… or Leaving D.L.D.
The 22nd leg of the Camino
Today our wonderful guide lets us know what is coming on this route. No bridges. But many bakeries lining cozy plazas.
We are invited to consider the activities with which we fill our lives. Finance our lives. Fulfill our lives:
And have I not been here before? Contemplating my “usefulness” in imaginary discussions with a long-dead writer? Sometimes we look into others only to find ourselves. Sometimes we are in love with our own hurt. A twisted Narcissus. Picking at our wounds.
There’ve been times it has bordered on obsession. But only after I’d finished that long correspondence, did I understand that my actions, like hers, were never driven by desire, but fear: a need to feel validated. A need to justify my existence.

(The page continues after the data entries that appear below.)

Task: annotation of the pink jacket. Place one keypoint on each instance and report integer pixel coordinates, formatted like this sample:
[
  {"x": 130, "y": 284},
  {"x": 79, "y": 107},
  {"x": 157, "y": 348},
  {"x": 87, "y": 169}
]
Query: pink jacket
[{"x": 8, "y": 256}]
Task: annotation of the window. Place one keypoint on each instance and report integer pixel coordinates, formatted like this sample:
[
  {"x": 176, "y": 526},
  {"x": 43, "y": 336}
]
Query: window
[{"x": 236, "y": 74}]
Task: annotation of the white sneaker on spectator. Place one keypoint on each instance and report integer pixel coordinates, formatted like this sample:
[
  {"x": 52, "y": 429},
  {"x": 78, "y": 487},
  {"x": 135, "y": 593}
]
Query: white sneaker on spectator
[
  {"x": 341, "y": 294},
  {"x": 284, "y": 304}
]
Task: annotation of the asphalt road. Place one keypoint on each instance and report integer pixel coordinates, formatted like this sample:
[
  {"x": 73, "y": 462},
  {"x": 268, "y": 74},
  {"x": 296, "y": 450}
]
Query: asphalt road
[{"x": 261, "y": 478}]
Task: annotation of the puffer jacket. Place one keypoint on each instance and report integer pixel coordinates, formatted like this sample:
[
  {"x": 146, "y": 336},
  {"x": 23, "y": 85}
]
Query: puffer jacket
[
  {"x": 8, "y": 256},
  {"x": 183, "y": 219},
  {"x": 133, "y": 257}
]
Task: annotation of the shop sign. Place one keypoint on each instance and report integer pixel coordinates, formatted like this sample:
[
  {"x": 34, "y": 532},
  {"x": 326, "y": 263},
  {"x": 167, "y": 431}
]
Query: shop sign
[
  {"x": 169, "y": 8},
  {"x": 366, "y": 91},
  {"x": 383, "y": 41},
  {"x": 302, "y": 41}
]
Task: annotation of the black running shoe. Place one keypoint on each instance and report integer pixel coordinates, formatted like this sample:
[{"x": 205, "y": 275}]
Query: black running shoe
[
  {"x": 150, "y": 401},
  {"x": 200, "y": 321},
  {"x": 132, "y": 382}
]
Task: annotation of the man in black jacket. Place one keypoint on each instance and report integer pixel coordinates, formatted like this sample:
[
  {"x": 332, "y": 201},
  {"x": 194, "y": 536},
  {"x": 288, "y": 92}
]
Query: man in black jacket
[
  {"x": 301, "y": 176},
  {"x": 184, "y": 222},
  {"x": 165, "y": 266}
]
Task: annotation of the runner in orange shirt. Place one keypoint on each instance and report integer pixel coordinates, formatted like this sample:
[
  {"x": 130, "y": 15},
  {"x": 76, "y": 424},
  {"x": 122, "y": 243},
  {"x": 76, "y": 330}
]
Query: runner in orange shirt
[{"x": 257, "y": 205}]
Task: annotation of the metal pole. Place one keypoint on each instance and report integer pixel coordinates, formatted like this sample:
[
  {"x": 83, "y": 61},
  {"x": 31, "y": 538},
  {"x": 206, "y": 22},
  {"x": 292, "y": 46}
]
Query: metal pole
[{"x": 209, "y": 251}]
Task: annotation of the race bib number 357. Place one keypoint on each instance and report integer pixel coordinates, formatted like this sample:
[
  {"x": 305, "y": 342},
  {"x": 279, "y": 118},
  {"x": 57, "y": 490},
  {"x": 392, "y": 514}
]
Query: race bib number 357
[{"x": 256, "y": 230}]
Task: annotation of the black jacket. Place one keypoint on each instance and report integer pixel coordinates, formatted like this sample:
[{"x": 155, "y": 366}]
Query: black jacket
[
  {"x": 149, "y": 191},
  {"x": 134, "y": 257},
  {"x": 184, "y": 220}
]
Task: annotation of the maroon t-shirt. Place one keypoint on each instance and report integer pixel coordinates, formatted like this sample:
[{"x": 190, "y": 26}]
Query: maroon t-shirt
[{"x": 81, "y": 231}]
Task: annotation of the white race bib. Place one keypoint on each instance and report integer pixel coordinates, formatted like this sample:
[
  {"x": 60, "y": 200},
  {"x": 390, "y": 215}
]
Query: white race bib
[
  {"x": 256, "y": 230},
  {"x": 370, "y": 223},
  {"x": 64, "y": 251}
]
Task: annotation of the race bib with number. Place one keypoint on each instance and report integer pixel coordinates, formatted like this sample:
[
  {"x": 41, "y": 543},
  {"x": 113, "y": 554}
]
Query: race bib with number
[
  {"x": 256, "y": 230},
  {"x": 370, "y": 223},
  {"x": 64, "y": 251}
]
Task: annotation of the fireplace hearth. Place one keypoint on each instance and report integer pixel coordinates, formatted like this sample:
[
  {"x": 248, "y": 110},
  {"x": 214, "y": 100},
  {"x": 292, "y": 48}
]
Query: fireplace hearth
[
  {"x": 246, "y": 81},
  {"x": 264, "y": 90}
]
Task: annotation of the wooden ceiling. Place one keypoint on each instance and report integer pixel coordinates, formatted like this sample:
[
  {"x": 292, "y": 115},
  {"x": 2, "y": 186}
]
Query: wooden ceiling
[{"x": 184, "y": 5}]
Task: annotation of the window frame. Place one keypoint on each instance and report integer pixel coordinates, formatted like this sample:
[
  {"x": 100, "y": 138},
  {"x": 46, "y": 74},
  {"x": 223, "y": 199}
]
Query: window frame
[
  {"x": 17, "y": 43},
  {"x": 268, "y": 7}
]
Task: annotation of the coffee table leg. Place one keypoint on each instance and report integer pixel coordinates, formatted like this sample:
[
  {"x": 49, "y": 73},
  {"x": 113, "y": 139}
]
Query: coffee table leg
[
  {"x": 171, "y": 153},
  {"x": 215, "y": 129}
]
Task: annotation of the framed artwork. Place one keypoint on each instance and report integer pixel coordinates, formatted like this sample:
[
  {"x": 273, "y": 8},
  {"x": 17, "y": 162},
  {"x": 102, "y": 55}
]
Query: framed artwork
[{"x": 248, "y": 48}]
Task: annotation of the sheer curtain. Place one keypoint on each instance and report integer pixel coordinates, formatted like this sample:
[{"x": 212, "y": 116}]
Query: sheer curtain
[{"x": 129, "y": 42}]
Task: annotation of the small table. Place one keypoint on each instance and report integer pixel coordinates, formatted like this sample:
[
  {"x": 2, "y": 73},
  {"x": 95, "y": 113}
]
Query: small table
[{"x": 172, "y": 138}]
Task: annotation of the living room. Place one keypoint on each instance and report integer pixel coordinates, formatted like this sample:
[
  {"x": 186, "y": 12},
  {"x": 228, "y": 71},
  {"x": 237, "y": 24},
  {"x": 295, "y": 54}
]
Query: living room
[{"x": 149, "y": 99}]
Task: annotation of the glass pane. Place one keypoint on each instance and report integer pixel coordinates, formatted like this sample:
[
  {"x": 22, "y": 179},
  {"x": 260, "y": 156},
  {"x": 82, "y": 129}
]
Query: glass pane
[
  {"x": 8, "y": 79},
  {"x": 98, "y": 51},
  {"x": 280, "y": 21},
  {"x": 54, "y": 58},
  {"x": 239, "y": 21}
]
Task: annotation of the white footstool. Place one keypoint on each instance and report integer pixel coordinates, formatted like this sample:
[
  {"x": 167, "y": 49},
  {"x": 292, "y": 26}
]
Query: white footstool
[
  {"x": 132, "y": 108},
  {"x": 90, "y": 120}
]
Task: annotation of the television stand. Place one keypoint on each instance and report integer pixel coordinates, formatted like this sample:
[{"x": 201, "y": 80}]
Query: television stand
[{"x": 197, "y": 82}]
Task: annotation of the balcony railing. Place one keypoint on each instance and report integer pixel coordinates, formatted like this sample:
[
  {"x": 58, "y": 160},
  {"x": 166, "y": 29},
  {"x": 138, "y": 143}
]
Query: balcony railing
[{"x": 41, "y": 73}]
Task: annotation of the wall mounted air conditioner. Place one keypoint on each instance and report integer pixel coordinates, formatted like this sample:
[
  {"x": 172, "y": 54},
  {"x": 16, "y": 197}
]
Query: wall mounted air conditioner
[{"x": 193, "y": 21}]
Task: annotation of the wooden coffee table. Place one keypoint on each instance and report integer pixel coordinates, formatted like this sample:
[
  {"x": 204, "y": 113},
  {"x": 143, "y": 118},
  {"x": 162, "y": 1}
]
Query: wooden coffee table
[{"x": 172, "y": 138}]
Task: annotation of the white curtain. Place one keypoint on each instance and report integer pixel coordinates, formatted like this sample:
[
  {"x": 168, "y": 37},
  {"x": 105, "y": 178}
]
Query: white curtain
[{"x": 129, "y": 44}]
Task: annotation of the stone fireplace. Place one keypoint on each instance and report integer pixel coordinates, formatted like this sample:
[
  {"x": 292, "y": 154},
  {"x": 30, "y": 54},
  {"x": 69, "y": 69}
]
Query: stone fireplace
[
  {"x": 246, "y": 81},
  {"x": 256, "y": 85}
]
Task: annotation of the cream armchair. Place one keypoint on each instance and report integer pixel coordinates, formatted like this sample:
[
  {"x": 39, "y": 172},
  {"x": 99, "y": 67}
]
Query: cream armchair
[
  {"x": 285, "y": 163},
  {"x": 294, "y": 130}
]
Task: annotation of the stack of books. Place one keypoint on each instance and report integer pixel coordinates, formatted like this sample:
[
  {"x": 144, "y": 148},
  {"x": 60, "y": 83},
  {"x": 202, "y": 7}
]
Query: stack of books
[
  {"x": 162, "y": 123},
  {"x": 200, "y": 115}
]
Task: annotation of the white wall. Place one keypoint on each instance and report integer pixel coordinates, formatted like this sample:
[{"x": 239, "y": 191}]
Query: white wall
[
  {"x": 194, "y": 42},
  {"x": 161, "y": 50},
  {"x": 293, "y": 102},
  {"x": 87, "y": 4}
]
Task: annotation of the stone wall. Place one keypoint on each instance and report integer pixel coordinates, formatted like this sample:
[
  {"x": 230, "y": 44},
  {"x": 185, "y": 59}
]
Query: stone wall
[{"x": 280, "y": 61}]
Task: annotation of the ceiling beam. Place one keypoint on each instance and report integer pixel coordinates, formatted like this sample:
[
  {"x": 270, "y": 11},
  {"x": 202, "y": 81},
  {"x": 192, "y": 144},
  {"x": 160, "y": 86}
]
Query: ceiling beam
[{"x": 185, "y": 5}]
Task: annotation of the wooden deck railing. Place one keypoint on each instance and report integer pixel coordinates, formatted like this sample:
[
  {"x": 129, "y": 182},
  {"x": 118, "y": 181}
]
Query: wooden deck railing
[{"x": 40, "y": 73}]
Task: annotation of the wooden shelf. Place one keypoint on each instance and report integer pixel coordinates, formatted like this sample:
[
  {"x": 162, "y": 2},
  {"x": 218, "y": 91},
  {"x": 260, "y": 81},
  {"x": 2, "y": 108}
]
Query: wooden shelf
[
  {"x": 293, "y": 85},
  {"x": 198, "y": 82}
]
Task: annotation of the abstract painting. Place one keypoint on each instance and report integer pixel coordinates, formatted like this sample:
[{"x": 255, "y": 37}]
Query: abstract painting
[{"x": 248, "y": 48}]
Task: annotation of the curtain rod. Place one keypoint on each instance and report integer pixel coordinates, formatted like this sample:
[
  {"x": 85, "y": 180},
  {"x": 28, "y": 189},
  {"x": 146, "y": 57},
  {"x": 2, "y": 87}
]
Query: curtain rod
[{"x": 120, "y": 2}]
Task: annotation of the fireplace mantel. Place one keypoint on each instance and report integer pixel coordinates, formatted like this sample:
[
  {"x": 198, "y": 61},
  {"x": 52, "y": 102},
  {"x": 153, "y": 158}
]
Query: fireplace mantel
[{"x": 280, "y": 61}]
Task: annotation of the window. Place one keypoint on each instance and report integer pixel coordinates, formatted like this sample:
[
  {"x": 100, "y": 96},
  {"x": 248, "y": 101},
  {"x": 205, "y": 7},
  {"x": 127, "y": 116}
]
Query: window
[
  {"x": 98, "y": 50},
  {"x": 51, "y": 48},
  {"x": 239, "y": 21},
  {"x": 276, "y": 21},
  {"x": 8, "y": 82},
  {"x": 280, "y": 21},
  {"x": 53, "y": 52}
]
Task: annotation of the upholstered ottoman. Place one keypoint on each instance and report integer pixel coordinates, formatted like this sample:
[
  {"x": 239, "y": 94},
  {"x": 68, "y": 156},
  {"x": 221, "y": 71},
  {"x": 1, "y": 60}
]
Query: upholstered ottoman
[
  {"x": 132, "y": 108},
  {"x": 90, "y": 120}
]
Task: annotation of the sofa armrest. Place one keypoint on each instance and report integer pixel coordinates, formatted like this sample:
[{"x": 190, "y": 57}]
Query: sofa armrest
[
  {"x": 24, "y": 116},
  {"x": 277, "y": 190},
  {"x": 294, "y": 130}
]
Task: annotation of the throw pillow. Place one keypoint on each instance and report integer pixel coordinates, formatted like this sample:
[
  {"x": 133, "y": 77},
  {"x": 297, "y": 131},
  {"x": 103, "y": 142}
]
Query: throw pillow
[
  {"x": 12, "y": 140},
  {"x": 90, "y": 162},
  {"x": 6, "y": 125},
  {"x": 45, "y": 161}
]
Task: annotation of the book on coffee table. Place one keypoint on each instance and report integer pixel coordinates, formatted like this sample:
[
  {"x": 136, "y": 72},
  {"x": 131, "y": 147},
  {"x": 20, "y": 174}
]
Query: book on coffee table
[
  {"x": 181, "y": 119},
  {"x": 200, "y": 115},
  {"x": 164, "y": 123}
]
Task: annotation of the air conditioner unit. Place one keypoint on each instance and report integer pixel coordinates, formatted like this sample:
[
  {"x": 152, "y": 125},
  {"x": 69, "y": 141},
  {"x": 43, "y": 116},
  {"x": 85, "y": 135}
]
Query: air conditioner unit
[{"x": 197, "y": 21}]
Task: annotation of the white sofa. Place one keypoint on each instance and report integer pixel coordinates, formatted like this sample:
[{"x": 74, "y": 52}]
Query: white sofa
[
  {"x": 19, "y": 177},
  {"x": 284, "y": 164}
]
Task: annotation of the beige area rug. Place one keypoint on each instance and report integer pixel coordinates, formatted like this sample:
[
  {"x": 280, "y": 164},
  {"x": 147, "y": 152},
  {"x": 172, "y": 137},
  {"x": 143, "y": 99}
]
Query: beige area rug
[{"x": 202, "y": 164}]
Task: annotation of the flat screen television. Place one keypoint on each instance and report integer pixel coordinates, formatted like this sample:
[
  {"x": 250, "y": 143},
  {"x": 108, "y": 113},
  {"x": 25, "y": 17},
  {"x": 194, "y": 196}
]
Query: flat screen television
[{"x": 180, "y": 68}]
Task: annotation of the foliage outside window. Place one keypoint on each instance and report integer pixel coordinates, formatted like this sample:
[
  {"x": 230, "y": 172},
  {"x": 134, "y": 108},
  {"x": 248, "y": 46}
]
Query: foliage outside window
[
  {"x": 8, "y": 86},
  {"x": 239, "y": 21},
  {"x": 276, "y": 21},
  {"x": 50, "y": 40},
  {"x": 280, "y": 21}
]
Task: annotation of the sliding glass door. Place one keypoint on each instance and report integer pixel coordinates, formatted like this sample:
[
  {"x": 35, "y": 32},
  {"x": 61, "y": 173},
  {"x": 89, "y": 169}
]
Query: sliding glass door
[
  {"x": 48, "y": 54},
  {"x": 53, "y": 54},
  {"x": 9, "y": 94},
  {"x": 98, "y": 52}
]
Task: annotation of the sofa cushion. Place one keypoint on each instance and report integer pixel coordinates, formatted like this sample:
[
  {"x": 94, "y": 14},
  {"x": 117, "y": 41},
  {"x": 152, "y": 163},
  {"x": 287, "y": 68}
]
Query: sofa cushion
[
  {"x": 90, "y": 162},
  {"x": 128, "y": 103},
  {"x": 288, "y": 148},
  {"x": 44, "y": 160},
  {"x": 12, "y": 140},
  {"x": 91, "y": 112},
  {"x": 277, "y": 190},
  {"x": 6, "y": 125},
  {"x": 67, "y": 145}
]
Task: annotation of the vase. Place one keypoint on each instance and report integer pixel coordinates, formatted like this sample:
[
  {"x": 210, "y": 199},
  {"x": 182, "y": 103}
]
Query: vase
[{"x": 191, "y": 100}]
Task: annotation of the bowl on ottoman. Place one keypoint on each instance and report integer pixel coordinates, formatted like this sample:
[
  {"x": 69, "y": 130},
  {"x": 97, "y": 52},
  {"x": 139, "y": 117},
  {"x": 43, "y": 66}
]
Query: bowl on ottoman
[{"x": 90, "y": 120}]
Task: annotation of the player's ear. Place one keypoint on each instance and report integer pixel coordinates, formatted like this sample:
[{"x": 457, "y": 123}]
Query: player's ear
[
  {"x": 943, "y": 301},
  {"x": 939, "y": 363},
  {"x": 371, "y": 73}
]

How many times have I thought that I needed to go back and study medicine? Become a gardener, a carpenter – someone to be stuck on a desert island with.
And here we are, now: socially distanced. Each of us feeling a bit like an island. And each of us looking at what we valued in the work done by the people in our communities.
The nurses, yes. But the people who wash our desks, drive our buses, put the fresh fruit in the bins.
No one is banging on my door to hear me recite an original epic poem. But I find myself answering a phone call from a student on a Saturday afternoon. Because I want to. Because it is what I do.
Nine times out of ten I say the wrong thing. But I talk a lot, so there is that one time when I say what is needed.
And I know I threw out numbers, but I’m not keeping a tally: “You win some, you lose some.”
I’ve stopped questioning motives. I’ve stopped thinking of myself as a character in a play. (An unexpected advantage to having aged-out of Hollywood storylines.)
Something has shifted in me. Somewhere along these last years I have lost a lot of need, and desire has flooded into that space. And I hadn’t even noticed.
Maybe every kind of truth, told or achieved, must be approached obliquely?
Tell all the truth but tell it slant – Emily Dickinson
What do you fill your life with? What do you dare to take?
I do believe I am getting old: It’s not that I’ve lost ambition. I’ve lost fear. And it is wonderful.
I have a round life
and it keeps expanding, like
dough rising for bread.
lovely to follow your trail of bread crumbs here.
Thank you so much for leaving a crumb yourself. So nice to know people are reading.
– edit – how did I not have your poems in my reader?? There now, and looking forward to it.